17. Kertas Gambar vs Tensimeter

187 8 2
                                    

Isakan tangis bang Erde makin kencang, bahunya sampai terguncang hebat. "Ud-dahh.. jangan na.. ngis laggiihh... Abbang sud-dah ikhlas, M-mel. Udahh, Abang ng-nggak suka lihhat kamu nanggisi Abang ter-rus," susunan kata itu keluar terbata-bata dari mulut bang Erde. Perlu kerja keras mengucapkannya.

Aku tepuk-tepuk punggung tangannya yang saling berpangku. Tidak lebih dari lima kali. Sebanyak itu pula aku menahan isakanku.

Aku ingat. Malam itu bang Erde marah melihatku menangis.
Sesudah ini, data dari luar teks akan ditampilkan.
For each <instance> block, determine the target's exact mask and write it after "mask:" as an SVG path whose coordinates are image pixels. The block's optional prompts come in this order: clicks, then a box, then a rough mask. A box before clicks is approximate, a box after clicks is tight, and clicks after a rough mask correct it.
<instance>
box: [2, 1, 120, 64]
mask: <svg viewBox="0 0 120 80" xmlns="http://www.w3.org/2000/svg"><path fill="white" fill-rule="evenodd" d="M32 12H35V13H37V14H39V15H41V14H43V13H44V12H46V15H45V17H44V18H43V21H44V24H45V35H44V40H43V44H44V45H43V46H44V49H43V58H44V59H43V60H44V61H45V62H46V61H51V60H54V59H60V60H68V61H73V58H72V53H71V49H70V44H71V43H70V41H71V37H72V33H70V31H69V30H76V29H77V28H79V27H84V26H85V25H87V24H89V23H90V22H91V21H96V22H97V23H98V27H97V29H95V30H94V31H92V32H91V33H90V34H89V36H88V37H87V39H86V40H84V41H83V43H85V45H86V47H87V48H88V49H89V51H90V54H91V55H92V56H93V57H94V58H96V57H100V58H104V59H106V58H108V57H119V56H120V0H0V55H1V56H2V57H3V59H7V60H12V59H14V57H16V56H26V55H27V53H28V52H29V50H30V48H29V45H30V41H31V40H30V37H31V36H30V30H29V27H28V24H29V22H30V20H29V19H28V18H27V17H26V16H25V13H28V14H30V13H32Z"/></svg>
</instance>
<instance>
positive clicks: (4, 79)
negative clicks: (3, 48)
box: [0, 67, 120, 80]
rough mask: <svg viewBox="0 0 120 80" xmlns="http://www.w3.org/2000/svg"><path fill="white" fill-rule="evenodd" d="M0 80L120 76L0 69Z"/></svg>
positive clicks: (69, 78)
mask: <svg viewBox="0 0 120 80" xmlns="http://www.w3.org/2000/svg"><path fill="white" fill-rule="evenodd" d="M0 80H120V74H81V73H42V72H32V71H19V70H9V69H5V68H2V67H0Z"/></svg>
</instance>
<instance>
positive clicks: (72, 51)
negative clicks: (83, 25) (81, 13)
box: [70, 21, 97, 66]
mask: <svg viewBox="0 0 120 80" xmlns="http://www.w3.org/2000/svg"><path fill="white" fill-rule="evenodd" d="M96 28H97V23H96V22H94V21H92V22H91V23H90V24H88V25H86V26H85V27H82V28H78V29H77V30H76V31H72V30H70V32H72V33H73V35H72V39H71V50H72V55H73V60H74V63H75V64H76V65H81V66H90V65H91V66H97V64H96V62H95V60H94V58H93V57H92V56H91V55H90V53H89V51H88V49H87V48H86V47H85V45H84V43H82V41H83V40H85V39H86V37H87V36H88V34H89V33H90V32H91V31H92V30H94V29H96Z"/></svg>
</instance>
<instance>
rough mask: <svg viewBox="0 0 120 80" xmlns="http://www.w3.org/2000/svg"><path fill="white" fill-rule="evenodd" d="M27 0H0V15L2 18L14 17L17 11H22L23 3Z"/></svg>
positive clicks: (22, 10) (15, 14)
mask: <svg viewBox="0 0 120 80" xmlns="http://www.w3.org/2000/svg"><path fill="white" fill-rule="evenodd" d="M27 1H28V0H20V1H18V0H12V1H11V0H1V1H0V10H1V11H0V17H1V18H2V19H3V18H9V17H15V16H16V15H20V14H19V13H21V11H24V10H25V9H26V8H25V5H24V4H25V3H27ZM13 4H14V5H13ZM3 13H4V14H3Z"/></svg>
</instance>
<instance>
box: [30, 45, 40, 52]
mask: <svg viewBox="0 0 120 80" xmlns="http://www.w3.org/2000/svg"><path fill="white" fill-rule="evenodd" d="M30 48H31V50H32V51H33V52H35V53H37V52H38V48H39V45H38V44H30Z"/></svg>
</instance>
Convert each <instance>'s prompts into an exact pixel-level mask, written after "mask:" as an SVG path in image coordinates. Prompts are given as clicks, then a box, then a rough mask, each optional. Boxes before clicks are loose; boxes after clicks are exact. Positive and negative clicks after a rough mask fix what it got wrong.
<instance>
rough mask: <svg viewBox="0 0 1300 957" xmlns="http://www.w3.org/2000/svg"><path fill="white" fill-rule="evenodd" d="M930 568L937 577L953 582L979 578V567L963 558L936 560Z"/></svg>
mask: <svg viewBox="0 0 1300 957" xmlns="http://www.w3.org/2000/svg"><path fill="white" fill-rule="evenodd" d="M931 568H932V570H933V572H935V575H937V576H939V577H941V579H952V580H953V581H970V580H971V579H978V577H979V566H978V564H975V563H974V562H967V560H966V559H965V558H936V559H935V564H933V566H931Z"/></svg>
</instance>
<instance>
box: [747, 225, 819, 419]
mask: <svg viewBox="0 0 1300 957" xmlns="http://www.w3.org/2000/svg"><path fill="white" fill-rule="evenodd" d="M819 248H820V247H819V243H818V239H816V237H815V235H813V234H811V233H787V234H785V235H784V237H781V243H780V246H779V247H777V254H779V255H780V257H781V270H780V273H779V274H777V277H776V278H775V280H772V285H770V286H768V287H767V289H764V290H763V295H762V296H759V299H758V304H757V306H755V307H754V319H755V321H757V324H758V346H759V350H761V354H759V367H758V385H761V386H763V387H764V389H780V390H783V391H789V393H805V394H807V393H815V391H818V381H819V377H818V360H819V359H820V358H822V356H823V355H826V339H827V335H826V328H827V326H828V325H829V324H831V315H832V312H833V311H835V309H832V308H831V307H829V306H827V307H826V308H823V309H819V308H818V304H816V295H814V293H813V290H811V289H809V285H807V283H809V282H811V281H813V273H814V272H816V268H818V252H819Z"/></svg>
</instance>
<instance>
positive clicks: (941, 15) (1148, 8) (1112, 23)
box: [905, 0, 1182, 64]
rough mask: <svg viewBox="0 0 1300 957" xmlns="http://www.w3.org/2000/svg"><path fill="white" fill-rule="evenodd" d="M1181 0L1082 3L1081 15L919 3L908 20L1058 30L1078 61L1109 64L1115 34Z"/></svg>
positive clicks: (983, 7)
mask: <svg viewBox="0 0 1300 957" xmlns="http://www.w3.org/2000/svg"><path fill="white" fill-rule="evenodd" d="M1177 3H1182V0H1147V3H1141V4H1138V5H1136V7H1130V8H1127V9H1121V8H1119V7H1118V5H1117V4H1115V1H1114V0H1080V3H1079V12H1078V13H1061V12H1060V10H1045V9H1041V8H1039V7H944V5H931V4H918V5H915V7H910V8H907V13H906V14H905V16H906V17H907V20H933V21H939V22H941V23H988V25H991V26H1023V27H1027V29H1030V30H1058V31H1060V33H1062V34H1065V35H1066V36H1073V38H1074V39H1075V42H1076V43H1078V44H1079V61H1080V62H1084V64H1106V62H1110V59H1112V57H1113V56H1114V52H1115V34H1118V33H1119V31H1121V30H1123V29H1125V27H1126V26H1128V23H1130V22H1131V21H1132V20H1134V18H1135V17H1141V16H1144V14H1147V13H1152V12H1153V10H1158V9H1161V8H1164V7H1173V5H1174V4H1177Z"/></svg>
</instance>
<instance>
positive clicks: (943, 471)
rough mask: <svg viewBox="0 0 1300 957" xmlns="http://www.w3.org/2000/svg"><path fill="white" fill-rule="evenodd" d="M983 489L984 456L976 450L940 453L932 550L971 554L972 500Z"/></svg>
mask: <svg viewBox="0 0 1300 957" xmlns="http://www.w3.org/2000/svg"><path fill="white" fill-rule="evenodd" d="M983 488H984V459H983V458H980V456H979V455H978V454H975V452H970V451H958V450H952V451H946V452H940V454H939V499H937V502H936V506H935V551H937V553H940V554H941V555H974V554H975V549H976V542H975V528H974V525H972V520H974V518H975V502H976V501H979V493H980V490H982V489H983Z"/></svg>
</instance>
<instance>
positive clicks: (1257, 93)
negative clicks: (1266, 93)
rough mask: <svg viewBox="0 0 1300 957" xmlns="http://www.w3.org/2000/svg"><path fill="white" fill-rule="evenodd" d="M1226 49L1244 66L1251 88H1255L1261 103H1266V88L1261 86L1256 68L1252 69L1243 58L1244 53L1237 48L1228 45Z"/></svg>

Nenek marah saat tahu bang Erde menolak diterapi. Karena merasa dipermalukan olehnya, Nenek menghukum bang Erde dengan tidak memberi makan malam. Aku berontak dan meminta pertanggung jawaban Nenek atas perlakuannya. Tapi nihil. Nenek malah ikut memarahiku habis-habisan.

"Nggak perlu kamu menangis karena Abang. Buang-buang air mata. Nggak makan semalam juga nggak separah kena influenza, kok. Anggap saja puasa," katanya.

Dan malam itu, menjadi malam pertama menikmati tangis sebagai menu makan malam kami berdua.

"Bang, aku janji nggak akan nangis lagi. Terakhir, Bang," ucapku berusaha tampil tegar. Walaupun kata-kata Tama tempo hari kembali menyadarkanku bahwa.. aku tidak bisa sepenuhnya tegar. Kalau tidak makin parah.. ya lewat. Seperti kutukan.

Barangkali Tuhan tidak pernah marah andai saja Ayah dan Bunda tidak main-main dengan perjanjian itu. Nasibku dan bang Erde bisa jauh lebih baik. Tapi itu hanya sebatas seandainya. S-e-a-n-d-a-i-n-y-a.

Buku gambarku sedikit berdebu karena angin di bukit ini menerbangkan daun-daun kering dari pohon. Mataku juga jadi sasarannya. Sial.

"Kayaknya, udah mau masuk musim hujan. Anginnya lembab banget," Tama mengosok-gosokkan tangan di kedua bahunya.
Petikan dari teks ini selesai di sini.